Saturday, June 18, 2011

Who Doesn't Love a Grand Theory Debate?

. Saturday, June 18, 2011

Well, me. Nevertheless, Nexon on Caverley, Caverley responds.

No deep thoughts from me, as I haven't read the article under discussion, but it seems that Caverley is arguing that neocons support democratization at least in part because it would weaken their (our?) enemies. Nexon argues that no neocons actually say that, nor do they have good reason to think it given their reliance on both neoclassical realism and some forms of (non-Wilsonian) liberalism, neither of which make that case. From where I sit that sounds right enough, and yet... even if neocons don't make that case, perhaps they should.

Academic IR writes all the time about how democracy can enfeeble states. And also about how it can strengthen them. Democracies supposedly constrain leaders by both making it difficult for them to go to war, but then make them try like hell to win once they get in one. Democracies are supposedly better are imposing audience costs, but that's a double-edged sword. Etc.

If we buy any of this*, then a statement like "democratization will strengthen states in some ways and weaken them in others" that is followed by a statement like "from the perspective of the United States vis-a-vis new democracies, the latter will usually out-weigh the former" is not implausible on its face**. Was Japan strengthened by post-WWII democratization, along with the economic integration that followed from it? I think so. Was Japan strengthened in its bilateral relationship with the U.S. by that process? Arguably no. It became completely dependent on the U.S. for its security, and to a large degree its economic prosperity. Relative to China, Japan got stronger. Relative to the U.S., perhaps not.

To think about it in another way: the neocon goal of a "league of democracies" would certainly have the U.S. as the most central node. Network externalities being what they are, the effect would be to reinforce American power. (Somewhat perversely, this isn't too far from Ikenberry's view.) It can then make an offer to other states: democratize and you'll get the benefits of being in the network, but only as a peripheral node. Such an arrangement could simultaneously increase America's relative power while improving material conditions for the new democracy. Thomas Friedman (does he count as a neocon?) would call it the "Golden Security Straitjacket". Speaking of the devil, Friedman has written a bunch about the benefits of authoritarianism.

So perhaps Nexon is right that neocons don't believe in "democratic enfeeblement". But maybe they should. It could follow from their other beliefs.

*I'm not necessarily saying we should. I hope Phil Arena chimes in.

**To be clear, Nexon doesn't argue that it is; only that Caverley's paper doesn't establish the claim that neocons actually believe this, despite using strange readings of cherry-picked texts.


Phil Arena said...

I started to write a response, but stopped myself. Mostly would have been repeating things I've said before.

I'm utterly unqualified to say whether neo-conservatism, insofar as it is or can be stretched to appear to be a descriptive theory of international relations, is more akin to neo-classical realism or liberalism. Similarly, I haven't read enough neo-conservative work to judge whether democratic enfeeblement is or is not part of why neo-conservatives advocate spreading democracy.

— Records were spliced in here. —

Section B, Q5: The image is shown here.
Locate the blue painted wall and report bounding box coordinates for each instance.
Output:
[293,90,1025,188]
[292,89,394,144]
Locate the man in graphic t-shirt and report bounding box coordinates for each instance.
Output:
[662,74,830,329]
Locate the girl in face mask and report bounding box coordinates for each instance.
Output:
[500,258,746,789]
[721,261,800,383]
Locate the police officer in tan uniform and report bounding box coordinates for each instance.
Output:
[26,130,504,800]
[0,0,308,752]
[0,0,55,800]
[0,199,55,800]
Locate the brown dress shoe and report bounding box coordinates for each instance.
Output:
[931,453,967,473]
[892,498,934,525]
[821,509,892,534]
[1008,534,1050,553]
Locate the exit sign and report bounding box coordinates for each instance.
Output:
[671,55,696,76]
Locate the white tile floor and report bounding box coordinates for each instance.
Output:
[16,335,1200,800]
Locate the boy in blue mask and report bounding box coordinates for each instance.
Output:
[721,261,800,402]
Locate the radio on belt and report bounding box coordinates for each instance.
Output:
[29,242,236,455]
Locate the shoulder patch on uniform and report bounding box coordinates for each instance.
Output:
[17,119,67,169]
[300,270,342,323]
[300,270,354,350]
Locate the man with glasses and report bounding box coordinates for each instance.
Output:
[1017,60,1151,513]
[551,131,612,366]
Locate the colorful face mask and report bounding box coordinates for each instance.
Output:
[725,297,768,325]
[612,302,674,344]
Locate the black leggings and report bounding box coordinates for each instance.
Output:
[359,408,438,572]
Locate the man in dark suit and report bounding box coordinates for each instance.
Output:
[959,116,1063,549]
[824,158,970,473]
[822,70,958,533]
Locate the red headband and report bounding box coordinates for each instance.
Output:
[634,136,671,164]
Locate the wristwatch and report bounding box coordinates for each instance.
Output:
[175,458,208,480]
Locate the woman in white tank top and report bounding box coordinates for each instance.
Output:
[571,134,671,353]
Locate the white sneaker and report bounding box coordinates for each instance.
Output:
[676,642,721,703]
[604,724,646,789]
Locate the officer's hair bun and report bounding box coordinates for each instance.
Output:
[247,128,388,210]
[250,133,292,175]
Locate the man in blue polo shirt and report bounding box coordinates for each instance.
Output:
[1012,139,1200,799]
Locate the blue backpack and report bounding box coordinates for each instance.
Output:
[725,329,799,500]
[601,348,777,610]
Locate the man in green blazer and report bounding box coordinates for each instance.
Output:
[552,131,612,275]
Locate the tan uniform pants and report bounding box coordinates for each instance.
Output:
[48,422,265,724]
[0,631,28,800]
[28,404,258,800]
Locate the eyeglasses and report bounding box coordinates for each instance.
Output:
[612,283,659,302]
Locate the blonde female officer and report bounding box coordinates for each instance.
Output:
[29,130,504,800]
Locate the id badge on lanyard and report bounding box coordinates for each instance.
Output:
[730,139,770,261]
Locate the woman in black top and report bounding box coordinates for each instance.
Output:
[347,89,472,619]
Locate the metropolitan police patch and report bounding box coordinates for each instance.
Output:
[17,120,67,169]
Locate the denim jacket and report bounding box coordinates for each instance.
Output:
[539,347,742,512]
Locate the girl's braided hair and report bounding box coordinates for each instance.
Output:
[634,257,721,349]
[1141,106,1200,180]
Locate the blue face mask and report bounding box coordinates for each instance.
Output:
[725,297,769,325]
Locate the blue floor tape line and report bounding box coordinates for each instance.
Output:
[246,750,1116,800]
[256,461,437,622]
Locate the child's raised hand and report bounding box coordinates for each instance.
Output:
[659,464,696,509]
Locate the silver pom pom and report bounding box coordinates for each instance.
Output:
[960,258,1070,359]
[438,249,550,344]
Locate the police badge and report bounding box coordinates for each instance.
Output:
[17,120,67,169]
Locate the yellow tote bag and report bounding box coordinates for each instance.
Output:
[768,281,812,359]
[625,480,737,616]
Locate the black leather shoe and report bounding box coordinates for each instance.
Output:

But as to your other point, as I think comes across on my blog and in my work, I'm a skeptic when it comes to most of the rosy things people say about democracy's effect on security. I'm not sure how I feel about the claim that the US benefits from spreading democracy because it reduces other states' ability to extract the resources necessary for adopting aggressive foreign policies though. I'm having a hard enough time just working through the problems I see with claims about democracies not fighting one another, being transparent, choosing short and winnable wars, trying harder to win those wars they do fight, etc.

Caverley has elsewhere argues that wealthy, unequal democracies in particular should be especially prone to starting wars. His basic argument is that wealthy states can largely substitute capital for labor, and the more unequal they are, the more that means that the median voter doesn't bear much of the cost of the war. I'm not sure what that says or doesn't say about neo-conservatism, but I've always thought that was a clever and plausible argument, and it seems worth mentioning as long as we're on the topic.

LFC said...

"Thomas Friedman (does he count as a neocon?)..."

I don't think so. He just 'counts' as a myopic cheerleader for neoliberal globalization.

Who Doesn't Love a Grand Theory Debate?